We then finally came to the topic that comes naturally to anyone familiar with the MySQL architecture. Could Hadoop, or Hive, or whichever, be plugged into MySQL as a storage engine? And why would you want to do that? And can Timour's work to push down JOIN conditions be of any help? (The last question was interesting since Ted and his team were inherently against talking about JOINs at all :-)
We ended up concluding that 2 things could be interesting and considered "low hanging fruit":
SQL to PIG compiler.
(Btw, it is not immediately obvious if this task needs MySQL at all.)
The premise for this discussion was that the structure and dynamics of something like a Hadoop cluster is so different from anything MySQL does now, that we don't expect the current optimizer to be much useful in actually retrieving data from a NoSQL cluster (Hadoop or HBase or otherwise). By transforming an SQL query to PIG, you could then pass the task on to your PIG implementation and benefit from the optimizer work already ongoing there.
Hadoop as MySQL storage engine
We eventually decided that one could develop a MySQL storage engine that would tap into a Hadoop cluster as a datasource. Ted had many questions about this, and here are the main points to know if you don't know MySQL internals deeply:
- The relevant unit to think about is a 2 dimensional table. The storage engine provides a mechanism to manipulate and query data from one or more 2 dimensional tables. How data is physically stored, is left to the engine implementation.
- So essentially the storage engine can be a source or sink of arbitrary data. As an example I mentioned Jan Kneschke's Wormhole engine, which allows you to create Lua scripts to return arbitrary data. (so it does not actually store any data)
- A Hadoop storage engine could therefore be based on the concept of defining mappings from the Hadoop cluster into MySQL tables. The same Hadoop data could be the source for more than 1 table, the mapping can be rather arbitrary.
- Where a Hadoop user would typically run MapReduce jobs to produce result sets from the original source data, these can be thought of as materialized views in the SQL paradigm. Say I have mapped some data to be visible as MySQL tables a and b, a certain JOIN (with certain conditions) between a and b could be defined as the result set c from a MapReduce job that is periodically run. (The fact that at a given point in time the result set c does not actually reflect a real-time join of a and b is considered a feature, in the "eventual consistency" paradigm.
- An independent topic was how to handle the .frm files, which is MySQL's way of storing the table metadata as a local file in the filesystem.

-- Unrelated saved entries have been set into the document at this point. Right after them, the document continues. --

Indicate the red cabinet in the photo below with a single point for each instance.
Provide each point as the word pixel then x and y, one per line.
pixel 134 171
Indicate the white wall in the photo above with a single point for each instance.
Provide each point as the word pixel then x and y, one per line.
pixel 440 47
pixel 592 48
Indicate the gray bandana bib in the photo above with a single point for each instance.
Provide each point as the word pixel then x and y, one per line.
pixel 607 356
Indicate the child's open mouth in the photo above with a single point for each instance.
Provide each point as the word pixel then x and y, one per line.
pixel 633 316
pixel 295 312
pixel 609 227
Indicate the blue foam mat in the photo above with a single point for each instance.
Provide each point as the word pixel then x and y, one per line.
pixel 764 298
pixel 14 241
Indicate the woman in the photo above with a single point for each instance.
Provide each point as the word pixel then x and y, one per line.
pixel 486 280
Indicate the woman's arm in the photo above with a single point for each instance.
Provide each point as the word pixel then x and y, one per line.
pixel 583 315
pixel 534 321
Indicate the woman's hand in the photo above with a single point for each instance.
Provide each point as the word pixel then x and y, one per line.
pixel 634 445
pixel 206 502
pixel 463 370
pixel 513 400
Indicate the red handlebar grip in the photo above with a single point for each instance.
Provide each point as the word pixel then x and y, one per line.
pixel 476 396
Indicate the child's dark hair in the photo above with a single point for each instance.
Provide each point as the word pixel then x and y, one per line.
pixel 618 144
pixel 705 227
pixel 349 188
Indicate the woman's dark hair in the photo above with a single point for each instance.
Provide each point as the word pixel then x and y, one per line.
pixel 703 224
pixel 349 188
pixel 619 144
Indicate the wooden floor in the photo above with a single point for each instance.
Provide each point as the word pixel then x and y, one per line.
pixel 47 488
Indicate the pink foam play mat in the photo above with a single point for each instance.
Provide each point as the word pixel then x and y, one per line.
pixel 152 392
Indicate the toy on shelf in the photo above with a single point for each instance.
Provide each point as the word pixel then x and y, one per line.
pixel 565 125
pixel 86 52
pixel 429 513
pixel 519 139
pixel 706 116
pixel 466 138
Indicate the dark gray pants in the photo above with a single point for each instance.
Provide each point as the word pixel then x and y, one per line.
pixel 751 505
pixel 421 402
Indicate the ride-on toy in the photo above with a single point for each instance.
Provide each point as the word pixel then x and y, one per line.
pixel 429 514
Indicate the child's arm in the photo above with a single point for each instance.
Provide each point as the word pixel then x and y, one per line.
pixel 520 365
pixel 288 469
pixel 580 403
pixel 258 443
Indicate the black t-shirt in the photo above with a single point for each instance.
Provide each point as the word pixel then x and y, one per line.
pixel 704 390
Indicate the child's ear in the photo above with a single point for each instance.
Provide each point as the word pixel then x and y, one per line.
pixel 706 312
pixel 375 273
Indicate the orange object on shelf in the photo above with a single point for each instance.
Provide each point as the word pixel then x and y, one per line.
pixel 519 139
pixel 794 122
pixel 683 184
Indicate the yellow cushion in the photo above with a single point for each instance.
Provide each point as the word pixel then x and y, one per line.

The issue here is that a) your Hadoop "table" already exists and b) in a cluster of MySQL front ends to a Hadoop cluster, it is not trivial to make sure that all local frm files are in sync. This was long a problem in MySQL Cluster too, has been somewhat solved now. Sanja was well familiar with this code, but we did not delve deeper into it.
A simple way to start would be to develop an engine that can expose Avro files as tables in MySQL. Avro is the serialization format that seems to have become standard now in the Hadoop world. (Essentially the source and result of a MapReduce job, would be an Avro file.)
The motivations to expose Hadoop data as MySQL tables are simple: 1) You could run your traditional reporting tools against it and 2) you could possibly have some benefit of having Hadoop data available in an existing database, where the other tables are normal InnoDB tables and 3) as a special case, use the Hadoop table as a data sink where you insert data later to be processed by MapReduce. An interesting test would be to see if such a table would be a better target for log data than Archive engine is. Probably would be.